300 Gold and silver are excluded from the things subject to sickness, death, and sorrow, but they are subject to defilement, according to MA, because they can be alloyed with metals of lesser worth.
301 MA: He taught him the seven attainments (of serenity meditation) ending in the base of nothingness, the third of the four immaterial attainments. Though these attainments are spiritually exalted, they are still mundane and not in themselves directly conducive to Nibbāna.
302 That is, it leads to rebirth in the plane of existence called the base of nothingness, the objective counterpart of the seventh meditative attainment. Here the lifespan is supposed to be 60,000 aeons, but when that has elapsed one must pass away and return to a lower world. Thus one who attains this is still not free from birth and death but is caught in the trap of Māra (MA). Horner misses the point that rebirth
is the issue by translating “only as far as reaching the plane of no-thing” (MLS 1:209).
303 Both Horner in MLS and Ñm in Ms err in their translations of the account of the Bodhisatta’s meeting with Uddaka Rāmaputta by assuming that Uddaka is identical with Rāma. However, as his name indicates, Uddaka was the son (putta) of Rāma, who must have already passed away before the Bodhisatta arrived on the scene. It should be noted that all references to Rāma are in the past tense and the third person, and that Uddaka in the end places the Bodhisatta in the position of teacher. Though the text does not allow for definite conclusions, this suggests that he himself had not yet reached the fourth immaterial attainment.

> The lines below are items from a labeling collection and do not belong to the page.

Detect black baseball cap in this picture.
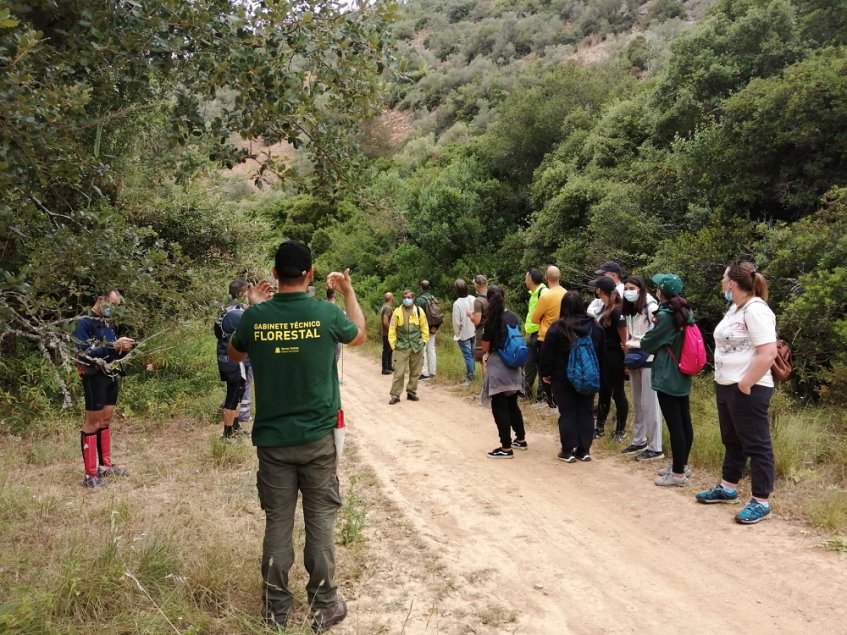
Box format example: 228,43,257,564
591,276,617,293
594,260,623,276
274,240,312,278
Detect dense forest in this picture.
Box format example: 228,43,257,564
0,0,847,422
313,0,847,397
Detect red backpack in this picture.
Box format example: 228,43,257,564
668,324,706,375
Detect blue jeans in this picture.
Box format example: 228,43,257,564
458,337,474,381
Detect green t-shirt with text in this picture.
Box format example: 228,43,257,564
232,292,359,447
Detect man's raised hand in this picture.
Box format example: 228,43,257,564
326,267,353,295
247,280,274,305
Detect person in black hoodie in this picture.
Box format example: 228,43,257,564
538,291,604,463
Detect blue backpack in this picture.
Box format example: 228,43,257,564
568,335,600,395
497,324,529,368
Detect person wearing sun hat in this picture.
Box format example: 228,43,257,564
641,273,694,487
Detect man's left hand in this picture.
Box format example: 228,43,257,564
247,280,274,305
326,268,353,295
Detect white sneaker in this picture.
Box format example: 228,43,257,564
656,472,688,487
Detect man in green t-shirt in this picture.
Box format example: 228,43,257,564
228,240,366,633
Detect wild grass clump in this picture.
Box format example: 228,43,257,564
337,475,368,547
808,488,847,531
210,437,252,468
118,321,223,422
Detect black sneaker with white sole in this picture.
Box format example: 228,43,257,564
635,450,665,461
574,448,591,463
556,450,576,463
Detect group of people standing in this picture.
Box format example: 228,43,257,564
74,241,777,633
383,261,776,524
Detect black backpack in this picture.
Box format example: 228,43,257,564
212,304,241,341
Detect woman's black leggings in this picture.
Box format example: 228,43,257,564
656,390,694,474
597,358,629,432
491,392,526,448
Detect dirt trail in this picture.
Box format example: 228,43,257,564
338,350,847,634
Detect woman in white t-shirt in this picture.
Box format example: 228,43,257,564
696,261,776,525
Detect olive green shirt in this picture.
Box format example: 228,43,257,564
232,292,359,447
641,303,694,397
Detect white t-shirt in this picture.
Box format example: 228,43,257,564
453,295,476,341
715,298,776,387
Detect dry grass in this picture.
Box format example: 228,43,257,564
0,420,374,635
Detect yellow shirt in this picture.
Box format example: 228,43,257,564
532,286,568,342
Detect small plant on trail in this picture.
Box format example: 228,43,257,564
211,437,250,468
338,476,368,547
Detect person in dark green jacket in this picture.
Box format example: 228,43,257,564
641,273,694,487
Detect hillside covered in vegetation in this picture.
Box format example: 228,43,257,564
303,0,847,396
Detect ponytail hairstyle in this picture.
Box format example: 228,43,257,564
726,260,768,300
484,284,506,342
558,291,586,345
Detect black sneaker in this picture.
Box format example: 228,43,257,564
312,600,347,633
97,465,129,478
635,450,665,461
556,450,576,463
574,448,591,463
82,474,107,489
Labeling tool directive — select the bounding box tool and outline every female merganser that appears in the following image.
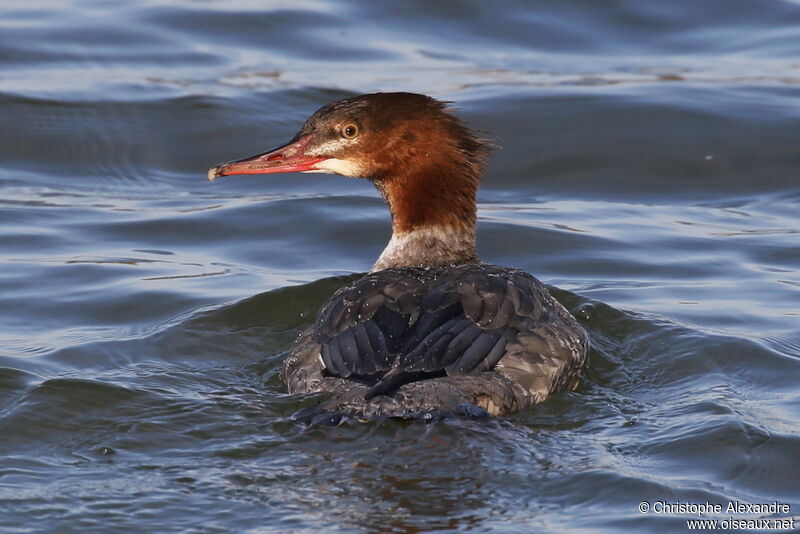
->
[208,93,589,417]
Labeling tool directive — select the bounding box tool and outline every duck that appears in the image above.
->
[208,92,589,419]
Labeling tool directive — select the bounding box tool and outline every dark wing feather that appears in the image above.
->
[314,265,541,390]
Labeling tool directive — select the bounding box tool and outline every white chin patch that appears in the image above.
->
[305,158,363,178]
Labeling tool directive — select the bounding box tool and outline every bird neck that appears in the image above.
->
[372,166,480,271]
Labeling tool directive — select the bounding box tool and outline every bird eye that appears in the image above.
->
[342,124,358,139]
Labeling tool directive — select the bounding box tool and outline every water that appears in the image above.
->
[0,0,800,533]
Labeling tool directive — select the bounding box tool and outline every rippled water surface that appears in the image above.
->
[0,0,800,533]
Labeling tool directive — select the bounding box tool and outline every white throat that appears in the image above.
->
[371,226,479,272]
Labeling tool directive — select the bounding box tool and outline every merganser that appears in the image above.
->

304 MN 36, which includes the account of the Bodhisatta’s meetings with Ā˘āra Kālāma and Uddaka Rāmaputta, continues from this point with the story of the extreme ascetic practices that brought him to the verge of death and his subsequent discovery of the middle way that led to enlightenment.
305 MA identifies “this Dhamma” with the Four Noble Truths. The two truths or states (ṭhana) spoken of just below—dependent origination and Nibbāna—are the truths of the origin of suffering and the cessation of suffering, which respectively imply the truths of suffering and the path.